The distributed denial-of-service attack that crashed Ellie Mae's loan origination system was cleverly disguised and could have been carried out by individuals with mortgage industry expertise, the vendor says.
The March 31-April 1 attack overwhelmed the company's servers with data requests that had the look and feel of legitimate communications. Specifically, the attack flooded the servers with requests to a URL that is used to download an XML file containing a list of third-party technology vendors that integrate with the Encompass LOS via the Ellie Mae Network.
"It was a massive number of requests that came in and consumed the full capacity of one set of our servers around a specific URL," Ellie Mae President and Chief Operating Officer Jonathan Corr says in his first interview since the attack was disclosed. "Where a classic denial-of-service attack would be a request that comes in that is not valid and would just create a lot of failed attempts, this was a valid request with a normal signature."
The investigation into the incident is ongoing, but the manner in which the attack was carried out may indicate that it was carried out by people familiar with the mortgage industry.

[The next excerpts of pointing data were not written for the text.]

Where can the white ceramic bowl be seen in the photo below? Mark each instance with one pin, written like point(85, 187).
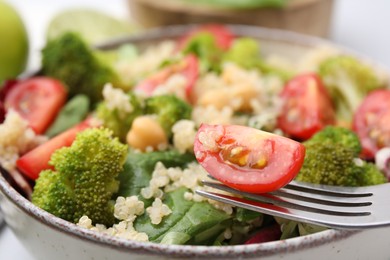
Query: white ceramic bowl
point(48, 237)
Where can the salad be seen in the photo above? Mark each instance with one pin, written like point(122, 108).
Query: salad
point(118, 141)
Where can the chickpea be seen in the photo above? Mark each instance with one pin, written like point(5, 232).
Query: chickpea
point(146, 132)
point(222, 97)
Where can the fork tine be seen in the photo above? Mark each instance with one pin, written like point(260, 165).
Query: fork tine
point(336, 191)
point(322, 206)
point(330, 221)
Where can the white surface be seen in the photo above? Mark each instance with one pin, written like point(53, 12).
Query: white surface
point(360, 25)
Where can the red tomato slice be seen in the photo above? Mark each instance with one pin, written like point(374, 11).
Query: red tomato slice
point(37, 160)
point(223, 36)
point(371, 122)
point(38, 100)
point(248, 159)
point(188, 67)
point(307, 107)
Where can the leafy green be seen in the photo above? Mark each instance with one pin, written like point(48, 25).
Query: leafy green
point(74, 111)
point(117, 120)
point(139, 167)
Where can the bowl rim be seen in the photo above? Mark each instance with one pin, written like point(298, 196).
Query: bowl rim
point(245, 251)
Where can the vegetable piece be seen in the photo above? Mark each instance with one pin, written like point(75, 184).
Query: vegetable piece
point(190, 222)
point(267, 234)
point(246, 53)
point(119, 118)
point(37, 160)
point(94, 26)
point(139, 167)
point(38, 100)
point(169, 109)
point(146, 132)
point(204, 46)
point(84, 178)
point(187, 67)
point(70, 115)
point(85, 71)
point(339, 135)
point(223, 36)
point(248, 159)
point(372, 122)
point(5, 88)
point(332, 159)
point(348, 81)
point(307, 107)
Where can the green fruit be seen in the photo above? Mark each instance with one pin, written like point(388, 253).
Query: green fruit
point(93, 26)
point(13, 43)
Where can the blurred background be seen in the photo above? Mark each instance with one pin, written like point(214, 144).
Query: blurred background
point(359, 25)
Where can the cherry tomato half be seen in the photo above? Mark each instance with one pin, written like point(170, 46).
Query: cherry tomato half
point(307, 107)
point(37, 160)
point(248, 159)
point(38, 100)
point(371, 122)
point(223, 36)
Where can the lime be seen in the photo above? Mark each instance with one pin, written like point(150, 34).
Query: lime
point(13, 42)
point(94, 26)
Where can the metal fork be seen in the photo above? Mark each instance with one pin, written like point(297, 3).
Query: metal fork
point(334, 207)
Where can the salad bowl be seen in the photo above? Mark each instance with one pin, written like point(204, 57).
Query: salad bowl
point(48, 237)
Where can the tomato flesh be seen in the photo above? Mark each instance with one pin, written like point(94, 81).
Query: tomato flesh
point(188, 67)
point(223, 36)
point(371, 122)
point(307, 107)
point(248, 159)
point(37, 160)
point(37, 100)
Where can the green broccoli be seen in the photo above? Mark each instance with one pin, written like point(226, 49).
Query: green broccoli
point(348, 81)
point(169, 109)
point(341, 135)
point(332, 159)
point(83, 70)
point(84, 179)
point(118, 120)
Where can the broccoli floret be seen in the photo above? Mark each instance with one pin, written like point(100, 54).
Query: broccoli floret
point(246, 53)
point(84, 179)
point(371, 175)
point(340, 135)
point(117, 119)
point(169, 109)
point(348, 81)
point(85, 71)
point(332, 159)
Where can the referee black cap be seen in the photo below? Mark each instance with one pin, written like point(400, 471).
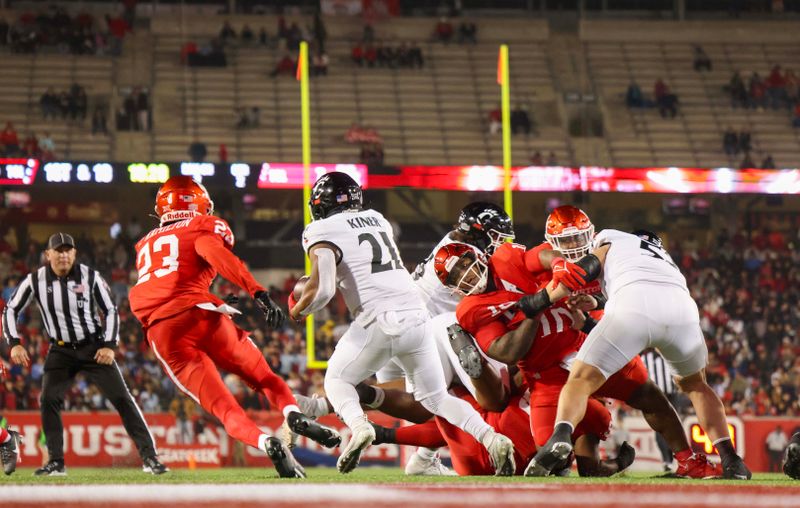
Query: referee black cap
point(59, 240)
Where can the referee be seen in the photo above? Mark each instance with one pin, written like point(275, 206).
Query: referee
point(660, 374)
point(68, 295)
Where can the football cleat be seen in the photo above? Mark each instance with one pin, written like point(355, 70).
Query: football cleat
point(153, 466)
point(283, 460)
point(548, 458)
point(9, 452)
point(698, 467)
point(501, 451)
point(305, 426)
point(464, 347)
point(363, 436)
point(792, 464)
point(418, 465)
point(737, 470)
point(625, 456)
point(52, 468)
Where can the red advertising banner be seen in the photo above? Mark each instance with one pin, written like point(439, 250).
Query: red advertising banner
point(99, 440)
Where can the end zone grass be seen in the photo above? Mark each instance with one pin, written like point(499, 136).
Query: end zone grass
point(83, 476)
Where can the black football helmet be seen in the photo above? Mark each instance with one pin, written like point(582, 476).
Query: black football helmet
point(648, 236)
point(486, 225)
point(333, 193)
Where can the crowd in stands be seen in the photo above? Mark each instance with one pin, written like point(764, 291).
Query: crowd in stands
point(69, 104)
point(134, 111)
point(54, 28)
point(748, 292)
point(747, 289)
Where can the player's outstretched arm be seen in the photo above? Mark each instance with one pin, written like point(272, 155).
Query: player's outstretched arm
point(212, 249)
point(514, 345)
point(321, 285)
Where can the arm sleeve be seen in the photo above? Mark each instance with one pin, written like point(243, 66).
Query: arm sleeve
point(102, 294)
point(20, 299)
point(326, 269)
point(211, 248)
point(532, 262)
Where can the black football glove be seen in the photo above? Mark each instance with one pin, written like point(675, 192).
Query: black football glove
point(274, 314)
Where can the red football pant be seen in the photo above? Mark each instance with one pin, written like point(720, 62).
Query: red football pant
point(192, 344)
point(470, 458)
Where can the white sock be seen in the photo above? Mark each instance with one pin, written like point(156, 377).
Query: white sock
point(426, 453)
point(344, 399)
point(571, 427)
point(457, 412)
point(262, 441)
point(290, 408)
point(380, 396)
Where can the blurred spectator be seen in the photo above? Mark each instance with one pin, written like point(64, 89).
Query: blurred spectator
point(467, 32)
point(666, 100)
point(357, 54)
point(730, 142)
point(49, 103)
point(227, 33)
point(9, 141)
point(747, 162)
point(495, 121)
point(745, 140)
point(99, 120)
point(775, 444)
point(197, 151)
point(776, 88)
point(796, 116)
point(520, 121)
point(444, 31)
point(758, 90)
point(30, 146)
point(285, 66)
point(738, 91)
point(47, 147)
point(247, 34)
point(701, 60)
point(319, 64)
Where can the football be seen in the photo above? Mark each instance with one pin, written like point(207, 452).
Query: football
point(297, 291)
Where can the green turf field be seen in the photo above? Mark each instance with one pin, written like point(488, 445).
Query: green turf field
point(329, 475)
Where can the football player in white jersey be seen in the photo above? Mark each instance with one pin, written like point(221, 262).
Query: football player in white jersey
point(485, 226)
point(649, 305)
point(354, 249)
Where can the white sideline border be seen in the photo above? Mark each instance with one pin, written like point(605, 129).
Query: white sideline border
point(429, 495)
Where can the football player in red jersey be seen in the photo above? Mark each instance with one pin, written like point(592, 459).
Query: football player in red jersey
point(506, 334)
point(190, 329)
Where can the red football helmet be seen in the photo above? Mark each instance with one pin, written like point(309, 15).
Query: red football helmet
point(462, 268)
point(569, 231)
point(182, 198)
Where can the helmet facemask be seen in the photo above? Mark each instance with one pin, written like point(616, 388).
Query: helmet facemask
point(467, 275)
point(573, 243)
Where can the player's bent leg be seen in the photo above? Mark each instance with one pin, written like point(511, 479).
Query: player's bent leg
point(711, 414)
point(791, 465)
point(584, 380)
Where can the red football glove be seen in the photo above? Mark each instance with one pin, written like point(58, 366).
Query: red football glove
point(569, 274)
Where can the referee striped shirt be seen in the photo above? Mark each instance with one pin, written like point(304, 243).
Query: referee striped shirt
point(659, 371)
point(68, 306)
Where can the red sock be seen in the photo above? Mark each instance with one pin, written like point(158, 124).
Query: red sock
point(684, 455)
point(424, 434)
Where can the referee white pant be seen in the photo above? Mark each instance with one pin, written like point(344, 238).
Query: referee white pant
point(406, 336)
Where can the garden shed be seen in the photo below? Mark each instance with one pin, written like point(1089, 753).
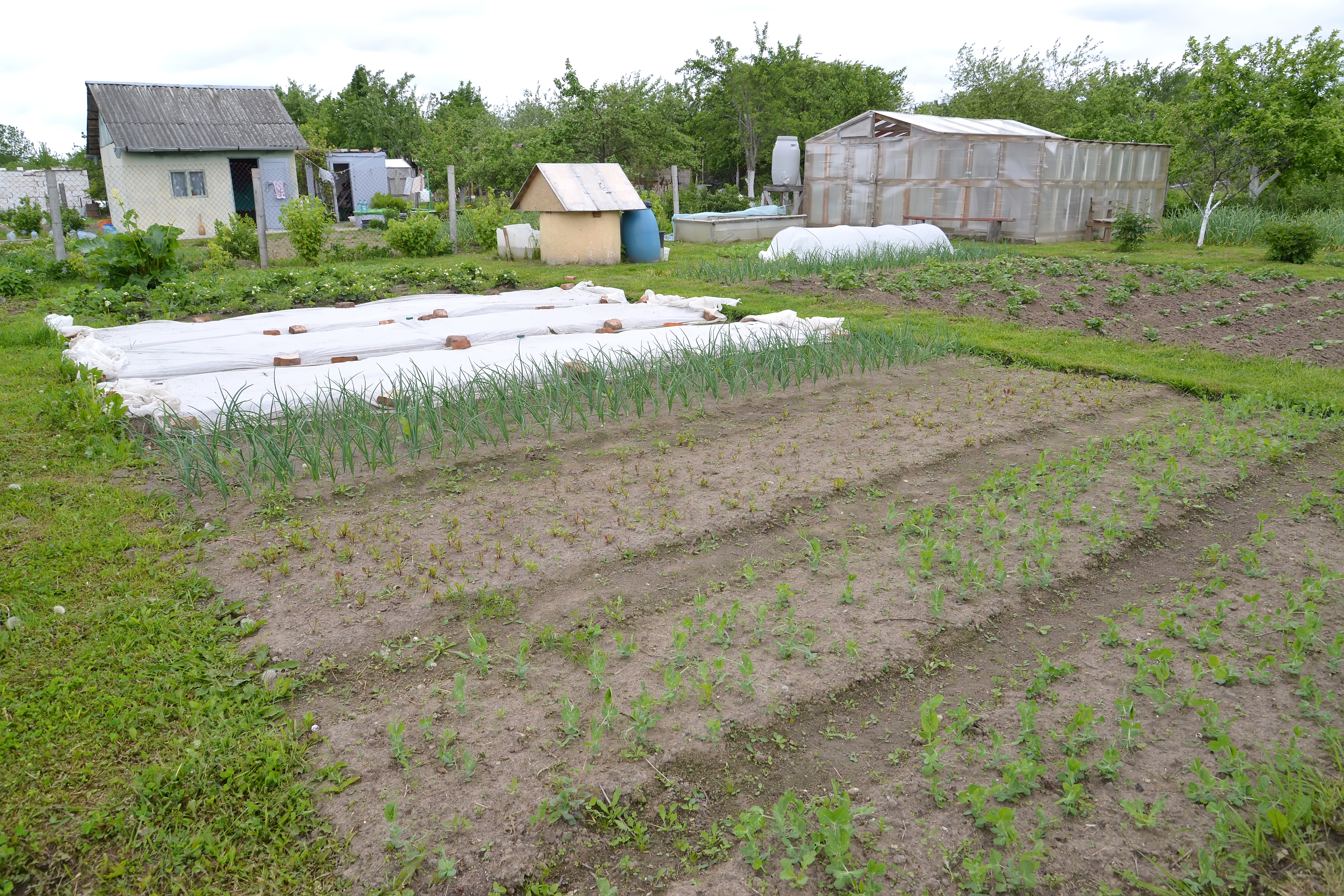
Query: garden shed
point(357, 177)
point(581, 209)
point(897, 168)
point(183, 155)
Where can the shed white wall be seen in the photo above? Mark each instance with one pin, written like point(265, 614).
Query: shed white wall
point(142, 182)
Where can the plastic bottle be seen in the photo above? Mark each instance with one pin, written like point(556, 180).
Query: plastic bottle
point(785, 160)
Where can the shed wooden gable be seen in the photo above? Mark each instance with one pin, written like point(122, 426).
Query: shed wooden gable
point(577, 187)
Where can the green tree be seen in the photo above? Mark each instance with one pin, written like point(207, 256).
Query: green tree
point(632, 122)
point(14, 147)
point(737, 102)
point(1076, 93)
point(1273, 107)
point(371, 112)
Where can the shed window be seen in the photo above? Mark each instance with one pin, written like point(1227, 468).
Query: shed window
point(187, 183)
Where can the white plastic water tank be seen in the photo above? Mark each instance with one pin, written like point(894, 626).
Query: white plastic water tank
point(784, 163)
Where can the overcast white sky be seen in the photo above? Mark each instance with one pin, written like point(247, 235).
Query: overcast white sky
point(514, 46)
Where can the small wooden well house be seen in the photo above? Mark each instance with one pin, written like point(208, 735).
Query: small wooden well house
point(581, 209)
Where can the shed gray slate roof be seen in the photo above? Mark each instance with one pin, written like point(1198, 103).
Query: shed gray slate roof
point(189, 119)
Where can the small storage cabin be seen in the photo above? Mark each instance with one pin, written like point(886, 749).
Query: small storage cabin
point(975, 177)
point(183, 155)
point(581, 209)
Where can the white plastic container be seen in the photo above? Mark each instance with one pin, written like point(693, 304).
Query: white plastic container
point(785, 162)
point(518, 241)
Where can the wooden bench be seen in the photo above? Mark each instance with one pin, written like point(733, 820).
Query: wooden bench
point(1101, 215)
point(995, 223)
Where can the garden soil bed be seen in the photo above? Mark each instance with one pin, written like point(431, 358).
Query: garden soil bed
point(1267, 314)
point(846, 539)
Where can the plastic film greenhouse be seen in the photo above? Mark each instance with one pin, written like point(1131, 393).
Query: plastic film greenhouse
point(975, 177)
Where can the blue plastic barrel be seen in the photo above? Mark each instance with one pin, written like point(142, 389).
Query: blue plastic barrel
point(640, 234)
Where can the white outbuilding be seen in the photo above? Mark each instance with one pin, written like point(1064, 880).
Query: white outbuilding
point(183, 155)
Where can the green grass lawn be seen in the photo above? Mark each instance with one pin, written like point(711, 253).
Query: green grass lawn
point(143, 753)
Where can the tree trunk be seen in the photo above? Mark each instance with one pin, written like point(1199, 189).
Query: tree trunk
point(1210, 207)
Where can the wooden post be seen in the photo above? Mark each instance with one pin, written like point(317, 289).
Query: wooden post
point(58, 231)
point(452, 206)
point(260, 210)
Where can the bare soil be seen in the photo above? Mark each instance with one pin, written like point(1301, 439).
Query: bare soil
point(1273, 318)
point(799, 512)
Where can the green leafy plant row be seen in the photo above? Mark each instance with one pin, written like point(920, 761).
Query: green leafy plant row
point(342, 430)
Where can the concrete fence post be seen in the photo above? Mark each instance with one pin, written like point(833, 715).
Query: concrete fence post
point(58, 230)
point(260, 210)
point(452, 205)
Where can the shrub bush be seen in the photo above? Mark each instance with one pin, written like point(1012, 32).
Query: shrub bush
point(15, 281)
point(26, 217)
point(389, 203)
point(486, 215)
point(238, 237)
point(70, 221)
point(1295, 244)
point(1132, 228)
point(308, 223)
point(417, 237)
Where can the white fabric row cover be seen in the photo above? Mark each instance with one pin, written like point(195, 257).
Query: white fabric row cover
point(267, 390)
point(323, 319)
point(789, 319)
point(351, 344)
point(830, 242)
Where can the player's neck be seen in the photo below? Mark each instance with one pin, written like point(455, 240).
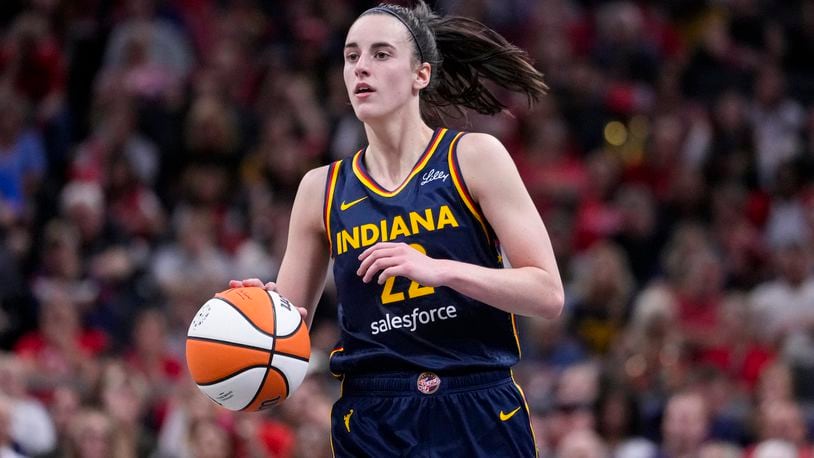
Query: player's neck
point(393, 149)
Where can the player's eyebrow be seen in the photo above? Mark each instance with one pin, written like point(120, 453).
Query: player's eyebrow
point(378, 44)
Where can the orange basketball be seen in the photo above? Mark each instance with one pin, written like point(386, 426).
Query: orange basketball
point(248, 348)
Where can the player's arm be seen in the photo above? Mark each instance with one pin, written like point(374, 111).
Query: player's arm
point(532, 286)
point(302, 273)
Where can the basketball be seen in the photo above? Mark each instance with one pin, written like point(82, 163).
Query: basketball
point(248, 349)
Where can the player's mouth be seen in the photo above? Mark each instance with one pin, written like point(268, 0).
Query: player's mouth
point(363, 90)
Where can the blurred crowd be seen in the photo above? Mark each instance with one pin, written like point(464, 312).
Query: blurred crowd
point(150, 151)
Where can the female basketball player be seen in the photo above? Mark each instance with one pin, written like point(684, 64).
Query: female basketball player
point(412, 222)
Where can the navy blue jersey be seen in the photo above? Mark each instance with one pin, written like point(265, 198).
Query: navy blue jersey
point(402, 325)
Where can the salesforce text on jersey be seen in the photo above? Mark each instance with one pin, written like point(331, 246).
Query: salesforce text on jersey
point(411, 321)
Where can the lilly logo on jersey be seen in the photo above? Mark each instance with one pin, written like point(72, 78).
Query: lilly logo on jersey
point(365, 235)
point(433, 175)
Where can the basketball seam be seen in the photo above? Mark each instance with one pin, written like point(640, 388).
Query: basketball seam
point(233, 374)
point(289, 355)
point(271, 353)
point(250, 320)
point(227, 342)
point(285, 380)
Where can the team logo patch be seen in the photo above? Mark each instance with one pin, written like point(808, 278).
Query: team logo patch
point(428, 383)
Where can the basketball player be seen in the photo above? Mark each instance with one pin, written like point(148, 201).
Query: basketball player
point(412, 222)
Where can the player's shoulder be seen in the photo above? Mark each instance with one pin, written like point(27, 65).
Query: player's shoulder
point(314, 179)
point(479, 146)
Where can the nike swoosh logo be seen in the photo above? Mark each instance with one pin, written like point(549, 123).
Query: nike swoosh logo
point(506, 416)
point(344, 206)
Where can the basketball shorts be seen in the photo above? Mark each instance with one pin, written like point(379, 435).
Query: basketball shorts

"I find it very coincidental that this was using a valid request and a normal signature, which if you look at just a random attack, that's not typically the case," Corr says. "And it occurred on the last day of the month and the quarter, starting first thing in the morning" a critical time for loan closings.
"That could be coincidence, I don't have evidence otherwise, but we find it very disturbing and we're trying to figure it out. It seems like that could be a possibility," he adds.
The XML file contains no sensitive data and is accessible through a so-called open request, which doesn't require the type of authentication needed to access actual loan files in the system. The attack resembled data requests that would come from the smart client application used to access Encompass and the Ellie Mae Network. This similarity initially made the communications difficult to identify as a threat.
"Because of the way it came in, it looked just like a request that we would expect and it wasn't something that someone out there randomly could do," Corr says. "Somebody obviously understood a basic public request that would come from an Encompass system."
Ellie Mae has hired Stroz Friedberg, a cyber-security and digital forensics investigation firm, to piece together evidence and trace the attack, evaluate Ellie Mae's response to the incident, as well as validate that the vendor did not suffer a data or security breach.
"We're asking them to validate that so we can provide a third-party perspective to our customers so that they can turn around and let their regulators know," Corr says.
Ellie Mae, based in Pleasanton, Calif., has put protocols in place to defend against an attack of this nature, and Corr says the company will make additional investments "to further harden the walls" of its infrastructure.
"We're really focused on how to get even better at dealing with anybody that might try to affect the livelihood of our customers," he says.